Non-Status Quo Side: Afghan rebels

Region: South Asia & SW Asia

Conflict Type: External Intervention

Issues in Dispute: Governance, Strategic

Maps: [U Texas Afganistan maps]

Phase 1: 7/1973

Nationalist leader Daoud Khan in 1953 had tried to play the USSR against the US but fell in 1963 to a pro-US constitutional monarchy. In July 1973 a Daoud coup succeeded with aid from both branches of the Marxist PDPA party: Babrak Karmal's "Parcham", and the more militant "Khalq" of Nur Taraki and Hafizullah Amin. Daoud's failure to implement promised reforms reunited Khalq and Parcham in 1977. Violent demonstrations and arrests increased.

Phase 2: 4/27/1978

Daoud's death in a coup led to a Taraki government which the USSR recognized on April 30. The US maintained its ties. Karmal was exiled as an ambassador as violence continued. The Khalq government promoted land reform and women's rights which rural Afghans resisted. Widespread arrests led to Islamic fundamentalist attacks. On May 31 jets bombed rebel tribesmen. Increasing rural rebellions were met with bombing and napalm. In August Parcham officers were arrested in a coup implicating Karmal. Taraki and the USSR signed a treaty of friendship on December 4 and more Soviet advisers and equipment arrived. Rebel headquarters were established in Pakistan in January 1979 with reported aid from Iran, China and the US. US aid was cut following the US Ambassador's murder in February (with talk of Soviet complicity). As fighting escalated, Taraki was ousted by Amin in March, but his government faced increasingly serious trouble .

Phase 3: 12/24/1979

8,000 Soviet troops crossed into Afghanistan, followed by many more. Amin was executed on December 27 and Soviet-supported Karmal took power. The US embargoed grain sales, boycotted the Moscow Olympics and, along with India, China and Pakistan, supported rebel groups based in Pakistan. By 1986 Pakistan housed 3 million refugees, Iran 2 million. The UNGA annually condemned Soviet occupation and called for withdrawal. The USSR vetoed UNSC action, but good offices continued. With weapons such as US Stinger missiles, the rebels inflicted significant losses on Soviet aircraft, convoys and positions.

Settled: 2/9/1988

Soviet General Secretary Gorbachev announced withdrawal of all 115,000 Soviet troops beginning May 15. Following a UN-mediated agreement that permitted US aid to the rebels commensurate with Soviet aid to the Najibullah government, Soviet withdrawal was completed within nine months.

Subsequent developments:

While US-Russian designs for Afghanistan's future gradually converged, civil war continued between the Najibullah regime and multiple opposition groups until Najibullah's overthrow, and subsequently between ten ethnic groups supported by the arms network created by US allies against the Soviet occupation. In September 1994 a powerful Pushtun group, the Taliban, stridently fundamentalist and employing brutal enforcement methods, took over half the country. Unsuccessful rebel drives on Kabul to unseat President Burhannudin Rabbani over the next two years devastated the civilian population. UN mediation efforts continued, and in May 1996 the two chief factions agreed to form an interim government. But the three ethnic minorities controlling ten Northern provinces united as the only means of stopping the Taliban advance, promising to restore a moderate Islamic state. They temporarily stopped the Taliban's expansion, but the Taliban controlled 19 provinces.

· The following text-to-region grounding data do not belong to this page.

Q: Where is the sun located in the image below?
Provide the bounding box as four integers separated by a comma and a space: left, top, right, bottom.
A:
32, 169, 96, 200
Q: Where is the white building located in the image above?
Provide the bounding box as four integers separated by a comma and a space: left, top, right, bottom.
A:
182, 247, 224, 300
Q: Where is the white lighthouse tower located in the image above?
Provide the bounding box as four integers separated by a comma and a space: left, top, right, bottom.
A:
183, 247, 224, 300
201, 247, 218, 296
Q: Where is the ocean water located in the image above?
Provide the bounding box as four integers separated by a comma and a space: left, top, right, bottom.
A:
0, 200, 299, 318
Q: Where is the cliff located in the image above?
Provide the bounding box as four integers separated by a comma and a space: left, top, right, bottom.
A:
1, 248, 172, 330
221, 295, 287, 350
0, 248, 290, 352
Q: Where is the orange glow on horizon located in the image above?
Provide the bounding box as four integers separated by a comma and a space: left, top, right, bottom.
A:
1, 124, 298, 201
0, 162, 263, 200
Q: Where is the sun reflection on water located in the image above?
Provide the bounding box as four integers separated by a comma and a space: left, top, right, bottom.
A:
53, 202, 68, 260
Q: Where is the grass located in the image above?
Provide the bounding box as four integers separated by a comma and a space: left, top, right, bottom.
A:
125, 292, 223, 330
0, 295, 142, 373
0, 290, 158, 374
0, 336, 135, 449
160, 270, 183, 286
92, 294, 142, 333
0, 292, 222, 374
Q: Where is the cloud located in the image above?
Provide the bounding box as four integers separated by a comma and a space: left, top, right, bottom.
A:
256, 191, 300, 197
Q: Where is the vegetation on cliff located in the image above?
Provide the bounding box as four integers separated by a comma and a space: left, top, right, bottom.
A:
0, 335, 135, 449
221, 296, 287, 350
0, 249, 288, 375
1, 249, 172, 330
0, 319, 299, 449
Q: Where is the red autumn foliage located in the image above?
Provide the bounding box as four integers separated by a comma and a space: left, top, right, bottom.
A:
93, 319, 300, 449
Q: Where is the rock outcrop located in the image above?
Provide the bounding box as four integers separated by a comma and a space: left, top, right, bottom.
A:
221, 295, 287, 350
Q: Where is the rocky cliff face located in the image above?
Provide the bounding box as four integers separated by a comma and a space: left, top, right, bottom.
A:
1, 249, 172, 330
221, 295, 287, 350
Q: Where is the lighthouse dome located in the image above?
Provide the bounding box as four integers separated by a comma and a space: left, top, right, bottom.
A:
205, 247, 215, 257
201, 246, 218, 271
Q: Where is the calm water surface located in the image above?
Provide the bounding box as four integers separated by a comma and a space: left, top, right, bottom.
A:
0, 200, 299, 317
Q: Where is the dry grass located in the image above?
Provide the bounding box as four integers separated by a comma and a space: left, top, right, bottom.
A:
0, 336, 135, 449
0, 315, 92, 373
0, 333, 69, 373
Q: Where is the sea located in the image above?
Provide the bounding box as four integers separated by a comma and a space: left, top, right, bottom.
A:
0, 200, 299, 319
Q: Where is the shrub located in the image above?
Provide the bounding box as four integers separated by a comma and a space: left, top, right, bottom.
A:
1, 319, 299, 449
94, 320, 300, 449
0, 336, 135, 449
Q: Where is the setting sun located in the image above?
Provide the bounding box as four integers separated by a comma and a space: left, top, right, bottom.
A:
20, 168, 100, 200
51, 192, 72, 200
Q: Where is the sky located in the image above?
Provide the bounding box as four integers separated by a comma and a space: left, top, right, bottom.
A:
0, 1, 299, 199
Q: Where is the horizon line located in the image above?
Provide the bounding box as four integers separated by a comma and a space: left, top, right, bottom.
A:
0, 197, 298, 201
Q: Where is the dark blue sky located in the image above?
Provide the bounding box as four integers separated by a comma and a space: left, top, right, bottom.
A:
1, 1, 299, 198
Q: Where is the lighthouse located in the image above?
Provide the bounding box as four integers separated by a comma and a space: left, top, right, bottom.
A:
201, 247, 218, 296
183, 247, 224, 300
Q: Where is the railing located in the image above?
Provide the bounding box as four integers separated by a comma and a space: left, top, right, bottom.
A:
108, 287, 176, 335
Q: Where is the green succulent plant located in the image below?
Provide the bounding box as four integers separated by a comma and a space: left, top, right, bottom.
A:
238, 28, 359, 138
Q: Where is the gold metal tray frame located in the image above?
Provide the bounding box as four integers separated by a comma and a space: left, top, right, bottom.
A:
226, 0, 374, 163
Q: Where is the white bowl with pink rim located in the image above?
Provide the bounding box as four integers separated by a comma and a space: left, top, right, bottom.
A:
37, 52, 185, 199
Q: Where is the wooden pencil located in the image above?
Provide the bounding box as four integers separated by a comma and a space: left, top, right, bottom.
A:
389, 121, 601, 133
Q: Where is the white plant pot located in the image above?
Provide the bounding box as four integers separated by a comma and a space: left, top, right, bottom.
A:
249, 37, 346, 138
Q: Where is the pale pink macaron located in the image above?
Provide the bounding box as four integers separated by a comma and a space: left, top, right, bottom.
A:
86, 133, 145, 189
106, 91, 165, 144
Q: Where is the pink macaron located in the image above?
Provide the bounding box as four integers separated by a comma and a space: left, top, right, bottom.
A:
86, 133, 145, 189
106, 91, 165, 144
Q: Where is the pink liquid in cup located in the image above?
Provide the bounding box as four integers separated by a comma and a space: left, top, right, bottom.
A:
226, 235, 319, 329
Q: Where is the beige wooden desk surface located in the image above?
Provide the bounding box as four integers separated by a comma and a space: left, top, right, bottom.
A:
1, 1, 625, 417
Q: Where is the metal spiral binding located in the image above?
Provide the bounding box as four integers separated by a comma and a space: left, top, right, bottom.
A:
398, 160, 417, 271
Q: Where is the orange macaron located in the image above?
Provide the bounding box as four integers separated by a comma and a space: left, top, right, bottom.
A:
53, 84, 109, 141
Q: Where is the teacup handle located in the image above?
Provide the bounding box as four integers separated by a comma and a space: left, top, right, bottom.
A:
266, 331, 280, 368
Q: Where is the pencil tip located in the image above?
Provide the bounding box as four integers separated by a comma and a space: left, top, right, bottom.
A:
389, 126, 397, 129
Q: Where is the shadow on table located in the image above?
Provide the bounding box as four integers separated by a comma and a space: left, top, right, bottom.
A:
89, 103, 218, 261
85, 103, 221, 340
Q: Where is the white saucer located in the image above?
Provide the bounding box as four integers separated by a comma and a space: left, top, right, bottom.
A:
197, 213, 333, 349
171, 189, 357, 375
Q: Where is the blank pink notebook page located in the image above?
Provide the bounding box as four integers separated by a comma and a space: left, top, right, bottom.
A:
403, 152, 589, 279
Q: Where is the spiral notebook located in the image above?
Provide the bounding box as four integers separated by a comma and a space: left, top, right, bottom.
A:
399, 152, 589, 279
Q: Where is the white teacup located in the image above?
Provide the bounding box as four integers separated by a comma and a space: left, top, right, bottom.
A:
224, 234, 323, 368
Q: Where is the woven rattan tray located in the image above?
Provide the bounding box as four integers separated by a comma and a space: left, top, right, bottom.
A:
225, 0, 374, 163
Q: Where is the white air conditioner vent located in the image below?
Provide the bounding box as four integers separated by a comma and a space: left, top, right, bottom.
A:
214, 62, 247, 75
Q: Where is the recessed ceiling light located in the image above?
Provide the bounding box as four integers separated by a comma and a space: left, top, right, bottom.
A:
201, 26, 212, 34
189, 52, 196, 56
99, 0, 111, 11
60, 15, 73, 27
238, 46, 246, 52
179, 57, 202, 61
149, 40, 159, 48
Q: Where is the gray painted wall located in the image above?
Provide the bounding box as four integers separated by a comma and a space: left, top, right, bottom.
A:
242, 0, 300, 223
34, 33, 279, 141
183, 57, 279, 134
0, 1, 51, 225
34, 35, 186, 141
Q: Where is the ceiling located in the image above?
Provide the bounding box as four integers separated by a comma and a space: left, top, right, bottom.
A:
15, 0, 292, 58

Iranian invasion threats in 1998 highlighted the isolation of the Taliban regime, officially supported only by Pakistan. The bombing of two US embassies in Africa on August 7 1998 resulted in a US cruise missile attack on the Afghan camp of international terrorism bankroller Osama bin Laden, who continues nevertheless to enjoy Taliban protection. In 2000 some modest improvements were reported in Taliban's repressive domestic policies.